Jews In Nineteenth-Century Britain (eBook)
Charity, Community And Religion, 1830-1880
de Levene Alysa Levene
Sobre o livro
This book examines Jewish communities in Britain in an era of immense social, economic and religious change: from the acceleration of industrialisation to the end of the first phase of large-scale Jewish immigration from Europe. Using the 1851 census alongside extensive charity and community records, Jews in Nineteenth-Century Britain tests the impact of migration, new types of working and changes in patterns of worship on the family and community life of seven of the fastest-growing industrial towns in Britain.
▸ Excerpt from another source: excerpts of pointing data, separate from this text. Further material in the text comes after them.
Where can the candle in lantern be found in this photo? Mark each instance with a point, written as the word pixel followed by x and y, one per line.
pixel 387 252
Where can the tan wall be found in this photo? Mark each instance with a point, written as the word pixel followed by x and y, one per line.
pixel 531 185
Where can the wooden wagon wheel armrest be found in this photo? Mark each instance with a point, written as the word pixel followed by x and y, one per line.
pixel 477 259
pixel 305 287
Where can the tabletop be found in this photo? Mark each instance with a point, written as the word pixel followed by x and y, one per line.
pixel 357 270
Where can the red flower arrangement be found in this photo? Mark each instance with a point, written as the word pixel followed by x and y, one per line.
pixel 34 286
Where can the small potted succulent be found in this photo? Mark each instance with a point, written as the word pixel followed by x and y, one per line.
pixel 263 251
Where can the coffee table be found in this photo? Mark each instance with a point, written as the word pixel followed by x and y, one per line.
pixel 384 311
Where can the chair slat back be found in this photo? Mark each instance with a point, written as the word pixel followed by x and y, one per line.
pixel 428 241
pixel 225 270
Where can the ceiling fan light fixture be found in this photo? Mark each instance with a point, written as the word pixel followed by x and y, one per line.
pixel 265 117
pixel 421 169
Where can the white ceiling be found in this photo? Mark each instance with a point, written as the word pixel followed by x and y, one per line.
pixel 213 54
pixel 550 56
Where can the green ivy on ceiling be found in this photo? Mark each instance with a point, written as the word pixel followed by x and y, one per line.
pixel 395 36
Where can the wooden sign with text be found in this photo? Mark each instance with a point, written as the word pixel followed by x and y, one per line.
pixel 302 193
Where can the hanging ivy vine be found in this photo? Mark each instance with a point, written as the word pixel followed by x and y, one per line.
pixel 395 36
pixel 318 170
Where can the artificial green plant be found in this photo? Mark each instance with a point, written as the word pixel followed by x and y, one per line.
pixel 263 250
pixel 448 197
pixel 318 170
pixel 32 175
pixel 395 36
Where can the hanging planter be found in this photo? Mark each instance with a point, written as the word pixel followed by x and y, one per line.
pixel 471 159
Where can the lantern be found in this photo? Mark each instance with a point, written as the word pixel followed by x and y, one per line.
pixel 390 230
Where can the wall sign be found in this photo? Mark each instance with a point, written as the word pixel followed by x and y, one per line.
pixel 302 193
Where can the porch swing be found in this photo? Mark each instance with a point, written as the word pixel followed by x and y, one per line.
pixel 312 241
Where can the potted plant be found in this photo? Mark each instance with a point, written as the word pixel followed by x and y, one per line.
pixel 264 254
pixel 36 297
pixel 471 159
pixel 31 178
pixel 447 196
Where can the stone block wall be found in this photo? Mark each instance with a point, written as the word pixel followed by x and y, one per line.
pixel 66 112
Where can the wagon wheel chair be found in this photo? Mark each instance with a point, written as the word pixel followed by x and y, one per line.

Communal life for the Jews living there (over a third of whom had been born overseas) was a constantly shifting balance between the generation of wealth and respectability, and the risks of inundation by poor newcomers. But while earlier studies have used this balance as a backdrop for the story of individual Jewish communities, this book highlights the interactions between the people who made them up. At the core of the book is the question of what membership of the 'imagined community' of global Jewry meant: how it helped those who belonged to it, how it affected where they lived and who they lived with, the jobs that they did and the wealth or charity that they had access to. By stitching together patterns of residence, charity and worship, Alysa Levene is here able to reveal that religious and cultural bonds had vital functions both for making ends meet and for the formation of identity in a period of rapid demographic, religious and cultural change.